2.0のセレ・スピードは面白かった。F1に乗ってる気にさせるパドル・シフト。惚れ込んでしまった。
N氏曰く、「僕も、今、カミさんを説得中なんですよね〜。やっぱり、GTが一番カッコいいし。アルファ・レッドもカッコいいけど、シルバーやストロンボリ・グレーって、GTのラインを際立たせてカッコいいんですよね〜。」
N氏が満面の笑みで語る姿は、GTに惚れ込んだ一人の男そのもので、僕はN氏に完全に影響されてしまった。
決意
スタイルには惚れ込んだ。セレ・スピードも面白い。だが待て待て。ホッケー道具が入るのか。ゴルフバッグが入るのか。

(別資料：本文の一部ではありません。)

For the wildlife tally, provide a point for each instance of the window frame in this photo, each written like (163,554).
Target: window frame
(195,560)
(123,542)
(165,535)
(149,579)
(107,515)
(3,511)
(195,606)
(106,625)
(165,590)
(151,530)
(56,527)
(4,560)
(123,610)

それから数週間、僕はディーラーに通い詰めた。スキーを持っていった。ゴルフ・バッグも持っていった。そして、ホッケーのバッグをGTがこともなげに飲み込んでしまい、リア・ハッチがパタンと閉まった音を聞いた瞬間・・・・・・決めた。「GTを買う。」
それからは、色選びだった。候補は外装色としてアルファ・レッド、シートの色はナチュラル・レザー、という組み合わせか、ストロンボリ・グレーの外装にレッド・レザーの内装だった。僕は、ストロンボリ・グレーにレッド・レザーの実車を見て決めようと、何色がいつ納車されるのかわからない気ままなイタリアンのメーカーと数ヶ月付き合うことを決め、そして、ある日の「来ましたよ!ストロンボリ・グレーのレッド・レザーの組み合わせ。」の連絡に、いてもたってもいられずに、実車を見に行った。そして、決めた。
「これ、買う!」
情報収集
決意までの日々、そして、決意してから納車までの日々は、ひたすら情報収集だった。インターネットを駆使し、雑誌を買い集め、ありとあらゆる情報をかき集めていった。インターネットの掲示板では、どんどん質問し、親切な方からは、懇切丁寧な返事をいただいた。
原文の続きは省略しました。